Sleeping is one of the most important activities that we engage in and on average we spend between one quarter and one third of our lives asleep - if we are fortunate.
Lack of sleep happens for many reasons. Perhaps you snore - or perhaps someone sleeping next to you does. Often we are not even aware of just how disturbed our sleep is.
All we know is that the following morning we struggle to waken and don't feel refreshed as we start the day. We may feel tired all day long and suffer from dull headaches and poor concentration.
It is estimated that 40% of the British population regularly snores. Many people are aware of snoring as a cause of sleep disturbance, but perhaps are not aware of the mechanisms that produce the noise or the pattern.
Snoring is caused by the vibration of some of the softer tissues in the upper airway, the soft palate and uvula, upper throat and tonsils, nose or tongue, and may waken sufferers many times through the night - though they may not even be aware of it.
Some people may also have Obstructive Sleep Apnoea (OSA) which is snoring during which breathing stops temporarily. This is when help might be needed.
Some people only snore when they have had a fair bit of alcohol before sleeping, some only when they have a cold or are suffering with hay fever. Some are habitual, possibly even nightly snorers, while others snore due to the shape of their nose and mouth.
Some people may snore due to nasal polyps, a deviated nasal septum, a swollen thyroid gland, enlarged tonsils and so on. The only way to know if any of these is a problem is to have a doctor check you out.
It is widely known that sleeping on your back and being overweight will make snoring more likely. It is more common in men than in women, and more common in the 40-60 age groups, yet can happen at any age from childhood onwards. If you smoke you are also more likely to snore.
If you have OSA this may predispose you to not only sleepiness (somnolence) during the day, which if you are a professional driver or operate machinery is risky, but even more serious is the increased risk of a stroke.
If you attend your GP to discuss snoring and/or OSA you should be examined to exclude the anatomical things mentioned above and perhaps have a thyroid function test carried out (the thyroid gland is just below the voice box in the neck and may be implicated).

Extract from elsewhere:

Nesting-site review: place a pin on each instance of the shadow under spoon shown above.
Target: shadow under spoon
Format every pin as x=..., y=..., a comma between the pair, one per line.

You may need to be referred to an Ear, Nose and Throat (ENT) specialist for treatment/surgery or for sleep assessments in a specialist sleep clinic. The end result may be that you are offered a device which uses positive pressure ventilation to keep your airways open while you sleep.
There are various devices available to buy which might help. Nasal strips or dilators keep the nasal passages open if the nose is the problem. Chin straps keep the mouth close and force nasal breathing if the problem is with the soft palate, jaw thrusting or soft palate. Again, splints help keep the passages clear.
Snoring causes a lot of misery - but it may be possible to improve things a lot. If you are overweight, a smoker, or drink too much alcohol before bed, then it is sensible to try simple solutions first. If you are suffering and need help, seek advice from your GP.